Thursday, May 04, 2006

"Complex martyr"

The Justice Department spent years and millions trying to execute Zacarias Moussaoui. The administration needed somebody to sacrifice as a scapegoat for 9/11, and the hapless, schizophrenic Moussaoui was the only candidate in inventory. The prosecution dragged scores of witnesses through the courtroom to tell their stories of loss, showed horrific picture after picture, and even led off its death penalty dog and pony show with the unctuous ring master Rudy Giuliani.

Remember, Moussaoui had plead guilty to conspiracy in the events of 9/11, even though his complicity was pretty much only in his own mind. The judge could have just sentenced him to life, and that would have been it.
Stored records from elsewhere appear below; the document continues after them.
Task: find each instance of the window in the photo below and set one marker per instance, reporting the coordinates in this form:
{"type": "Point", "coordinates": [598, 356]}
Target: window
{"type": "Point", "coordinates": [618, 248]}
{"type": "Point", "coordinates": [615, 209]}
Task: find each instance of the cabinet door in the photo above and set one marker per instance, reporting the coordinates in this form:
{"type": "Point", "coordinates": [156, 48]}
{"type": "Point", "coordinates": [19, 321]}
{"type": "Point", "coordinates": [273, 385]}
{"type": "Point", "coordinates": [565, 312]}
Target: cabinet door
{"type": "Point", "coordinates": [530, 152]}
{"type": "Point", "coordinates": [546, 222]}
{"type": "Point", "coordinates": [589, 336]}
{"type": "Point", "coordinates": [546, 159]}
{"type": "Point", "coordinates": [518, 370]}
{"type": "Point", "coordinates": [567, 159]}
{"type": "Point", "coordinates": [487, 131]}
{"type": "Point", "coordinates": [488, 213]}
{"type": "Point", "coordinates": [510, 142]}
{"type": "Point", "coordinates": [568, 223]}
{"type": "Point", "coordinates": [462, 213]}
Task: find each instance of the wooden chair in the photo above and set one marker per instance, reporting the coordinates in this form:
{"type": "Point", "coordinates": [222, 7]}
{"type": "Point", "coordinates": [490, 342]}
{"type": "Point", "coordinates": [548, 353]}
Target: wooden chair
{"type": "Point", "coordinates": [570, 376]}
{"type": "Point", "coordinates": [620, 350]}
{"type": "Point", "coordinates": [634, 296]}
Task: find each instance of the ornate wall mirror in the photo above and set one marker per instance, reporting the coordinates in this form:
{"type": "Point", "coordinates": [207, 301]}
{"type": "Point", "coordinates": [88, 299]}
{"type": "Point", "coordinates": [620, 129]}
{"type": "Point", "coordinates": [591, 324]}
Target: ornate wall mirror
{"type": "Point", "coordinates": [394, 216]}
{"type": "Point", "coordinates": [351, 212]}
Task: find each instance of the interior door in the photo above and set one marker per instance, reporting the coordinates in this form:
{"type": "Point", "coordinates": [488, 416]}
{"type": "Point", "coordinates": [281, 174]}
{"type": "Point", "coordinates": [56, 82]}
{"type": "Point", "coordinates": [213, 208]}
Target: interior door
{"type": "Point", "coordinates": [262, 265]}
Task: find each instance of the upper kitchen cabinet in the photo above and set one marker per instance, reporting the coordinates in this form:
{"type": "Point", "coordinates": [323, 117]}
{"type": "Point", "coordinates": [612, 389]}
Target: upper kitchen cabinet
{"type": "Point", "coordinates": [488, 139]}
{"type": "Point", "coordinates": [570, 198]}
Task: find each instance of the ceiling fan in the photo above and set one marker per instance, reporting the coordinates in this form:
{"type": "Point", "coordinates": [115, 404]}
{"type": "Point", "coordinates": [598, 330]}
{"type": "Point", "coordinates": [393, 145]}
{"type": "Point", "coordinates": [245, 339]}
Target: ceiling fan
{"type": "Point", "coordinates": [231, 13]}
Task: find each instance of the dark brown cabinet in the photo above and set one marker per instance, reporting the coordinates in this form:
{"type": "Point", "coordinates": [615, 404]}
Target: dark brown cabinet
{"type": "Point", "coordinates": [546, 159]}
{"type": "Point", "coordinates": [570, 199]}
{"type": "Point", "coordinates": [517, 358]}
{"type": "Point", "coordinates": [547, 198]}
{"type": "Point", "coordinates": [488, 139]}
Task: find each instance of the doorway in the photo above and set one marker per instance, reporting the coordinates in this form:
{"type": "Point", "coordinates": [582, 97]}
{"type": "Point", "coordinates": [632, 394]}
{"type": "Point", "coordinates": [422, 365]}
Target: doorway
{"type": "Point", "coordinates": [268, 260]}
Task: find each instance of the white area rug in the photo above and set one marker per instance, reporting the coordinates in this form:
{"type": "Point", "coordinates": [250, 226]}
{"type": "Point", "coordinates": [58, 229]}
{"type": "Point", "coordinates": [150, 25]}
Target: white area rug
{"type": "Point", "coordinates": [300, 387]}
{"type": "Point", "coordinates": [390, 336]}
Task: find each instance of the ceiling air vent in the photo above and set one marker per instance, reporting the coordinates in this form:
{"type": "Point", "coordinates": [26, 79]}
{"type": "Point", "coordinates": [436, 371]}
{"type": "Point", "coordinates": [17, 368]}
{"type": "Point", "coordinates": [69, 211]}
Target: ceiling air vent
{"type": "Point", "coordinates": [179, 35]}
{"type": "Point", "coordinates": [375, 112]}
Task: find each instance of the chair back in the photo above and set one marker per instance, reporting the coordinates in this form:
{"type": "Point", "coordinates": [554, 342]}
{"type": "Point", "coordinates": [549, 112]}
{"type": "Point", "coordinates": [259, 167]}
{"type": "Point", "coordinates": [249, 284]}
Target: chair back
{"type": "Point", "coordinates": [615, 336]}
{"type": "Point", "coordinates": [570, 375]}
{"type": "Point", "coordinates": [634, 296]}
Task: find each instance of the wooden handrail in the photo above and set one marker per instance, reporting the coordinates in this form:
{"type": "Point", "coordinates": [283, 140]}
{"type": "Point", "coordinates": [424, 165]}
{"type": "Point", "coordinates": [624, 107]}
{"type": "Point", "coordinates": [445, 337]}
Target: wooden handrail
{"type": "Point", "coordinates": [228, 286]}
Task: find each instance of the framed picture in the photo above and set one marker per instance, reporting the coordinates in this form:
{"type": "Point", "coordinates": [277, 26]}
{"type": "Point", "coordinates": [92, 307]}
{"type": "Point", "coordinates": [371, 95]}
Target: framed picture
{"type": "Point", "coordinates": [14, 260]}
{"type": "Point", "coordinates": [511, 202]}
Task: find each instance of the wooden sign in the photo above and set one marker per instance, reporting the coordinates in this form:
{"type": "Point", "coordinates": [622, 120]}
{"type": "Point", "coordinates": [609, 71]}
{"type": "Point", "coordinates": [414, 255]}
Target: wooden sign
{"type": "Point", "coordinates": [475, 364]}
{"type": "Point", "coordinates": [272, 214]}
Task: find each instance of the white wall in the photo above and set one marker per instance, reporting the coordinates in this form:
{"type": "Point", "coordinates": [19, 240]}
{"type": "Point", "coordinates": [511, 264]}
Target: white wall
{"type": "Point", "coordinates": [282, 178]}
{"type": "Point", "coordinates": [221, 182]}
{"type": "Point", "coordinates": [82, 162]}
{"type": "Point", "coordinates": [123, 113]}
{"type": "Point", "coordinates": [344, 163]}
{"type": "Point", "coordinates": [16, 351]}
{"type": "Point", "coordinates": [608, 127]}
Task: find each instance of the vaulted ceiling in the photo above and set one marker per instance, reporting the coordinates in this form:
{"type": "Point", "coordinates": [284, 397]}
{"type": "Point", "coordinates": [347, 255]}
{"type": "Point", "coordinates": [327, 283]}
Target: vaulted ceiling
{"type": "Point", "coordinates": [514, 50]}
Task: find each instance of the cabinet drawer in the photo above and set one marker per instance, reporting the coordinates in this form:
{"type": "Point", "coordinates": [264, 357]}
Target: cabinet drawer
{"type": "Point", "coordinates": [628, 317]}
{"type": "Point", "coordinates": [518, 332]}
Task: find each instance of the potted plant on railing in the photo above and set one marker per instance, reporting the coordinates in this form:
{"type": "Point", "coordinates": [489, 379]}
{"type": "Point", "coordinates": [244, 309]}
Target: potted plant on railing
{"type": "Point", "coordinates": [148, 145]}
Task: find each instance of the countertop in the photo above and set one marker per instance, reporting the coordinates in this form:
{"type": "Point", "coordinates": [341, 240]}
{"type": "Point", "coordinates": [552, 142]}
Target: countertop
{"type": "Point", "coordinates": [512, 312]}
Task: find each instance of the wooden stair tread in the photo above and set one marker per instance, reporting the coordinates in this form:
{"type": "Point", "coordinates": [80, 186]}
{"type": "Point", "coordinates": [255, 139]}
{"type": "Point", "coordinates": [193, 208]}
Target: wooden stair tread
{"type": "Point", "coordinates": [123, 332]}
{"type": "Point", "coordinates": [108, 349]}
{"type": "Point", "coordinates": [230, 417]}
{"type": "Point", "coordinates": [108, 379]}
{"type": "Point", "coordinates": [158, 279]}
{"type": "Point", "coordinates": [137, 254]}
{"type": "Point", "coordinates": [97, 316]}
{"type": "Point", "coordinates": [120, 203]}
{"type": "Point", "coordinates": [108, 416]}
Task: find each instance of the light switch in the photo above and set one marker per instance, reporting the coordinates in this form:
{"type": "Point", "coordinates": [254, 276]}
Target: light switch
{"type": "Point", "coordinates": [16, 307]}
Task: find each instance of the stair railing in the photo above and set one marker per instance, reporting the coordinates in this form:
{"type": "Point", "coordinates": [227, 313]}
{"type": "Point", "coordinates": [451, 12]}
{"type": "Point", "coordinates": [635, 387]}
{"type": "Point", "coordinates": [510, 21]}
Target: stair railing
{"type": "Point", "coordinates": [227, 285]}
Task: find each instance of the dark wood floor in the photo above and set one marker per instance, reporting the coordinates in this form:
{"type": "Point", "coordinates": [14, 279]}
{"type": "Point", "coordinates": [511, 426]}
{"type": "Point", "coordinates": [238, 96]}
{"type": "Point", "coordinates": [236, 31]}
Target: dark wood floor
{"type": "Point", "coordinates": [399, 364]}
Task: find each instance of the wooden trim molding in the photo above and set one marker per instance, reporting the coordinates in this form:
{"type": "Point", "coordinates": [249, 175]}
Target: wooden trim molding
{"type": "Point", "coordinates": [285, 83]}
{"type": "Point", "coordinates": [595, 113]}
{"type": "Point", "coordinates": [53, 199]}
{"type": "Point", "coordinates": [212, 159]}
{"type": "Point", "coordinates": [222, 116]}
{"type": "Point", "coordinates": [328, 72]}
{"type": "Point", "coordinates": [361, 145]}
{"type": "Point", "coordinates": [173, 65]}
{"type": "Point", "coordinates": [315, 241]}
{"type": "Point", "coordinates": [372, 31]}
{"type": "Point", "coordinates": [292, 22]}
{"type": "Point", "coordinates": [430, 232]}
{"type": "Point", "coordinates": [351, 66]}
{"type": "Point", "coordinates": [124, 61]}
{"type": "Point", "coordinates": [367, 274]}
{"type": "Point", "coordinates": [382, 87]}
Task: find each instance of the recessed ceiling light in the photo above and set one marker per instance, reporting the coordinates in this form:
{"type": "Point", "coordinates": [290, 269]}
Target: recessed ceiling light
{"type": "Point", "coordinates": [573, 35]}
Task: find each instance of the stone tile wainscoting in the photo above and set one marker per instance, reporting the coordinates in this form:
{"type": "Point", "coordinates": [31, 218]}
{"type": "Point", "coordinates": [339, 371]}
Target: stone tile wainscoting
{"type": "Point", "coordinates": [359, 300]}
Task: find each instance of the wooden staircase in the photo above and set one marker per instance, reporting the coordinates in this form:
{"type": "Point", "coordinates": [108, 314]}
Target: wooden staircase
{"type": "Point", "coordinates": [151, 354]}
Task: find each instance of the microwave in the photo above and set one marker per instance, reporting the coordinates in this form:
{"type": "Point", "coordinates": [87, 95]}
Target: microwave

But, oh no, they had to put Moussaoui on trial in a Virginia district court with a “rocket docket” and a penchant for finding jurors who like the death penalty.

Dahlia Lithwick writes, very well as usual, about the outcome in the Moussaoui case in Complex Martyr. Here’s a little of what she said about the case:
In the end, the only real link between the acknowledged fact that Moussaoui was a terrorist who was willing to die in a suicide attack and the actual attacks of 9/11 existed in the minds of the prosecution. And, at the last minute, these links sprang to life in the fantasy world of the terrorist himself, who cooked up a strange Forrest Gump plot—starring himself and Richard Reid—that the judge herself considered to be hooey and that even the prosecutors didn't believe.

This case was about a conspiracy, about some factual connection, however attenuated, between Zacarias Moussaoui's jihadi heart and the events of 9/11. And although the government has steadfastly stood by its legal claim that it was enough for Moussaoui to have wanted to be on those planes on 9/11, enough for him to have delighted as those planes went down, the jurors recognized this afternoon that a conspiracy to aid in a terror plot requires more than just a bad heart, and more than mere willingness to participate in the next one.

This decision, which will doubtless bring with it some serious national fallout, is more subtle, and more courageous, than the prosecution itself. Acting as a check on a runaway state, these jurors refused to allow a government needing a scapegoat and a man wishing for martyrdom to stand in the way of the facts. These jurors understood that for this country to kill a terrorist for his ideas, hopes, and dreams is not much different than the terrorist's desire to come here and kill us for ours.

Yesterday was a good day for the American jury system. Spot can hardly wait for Katie, Mona Charen, Debra J. Saunders, or Clifford May to weigh in on the subject.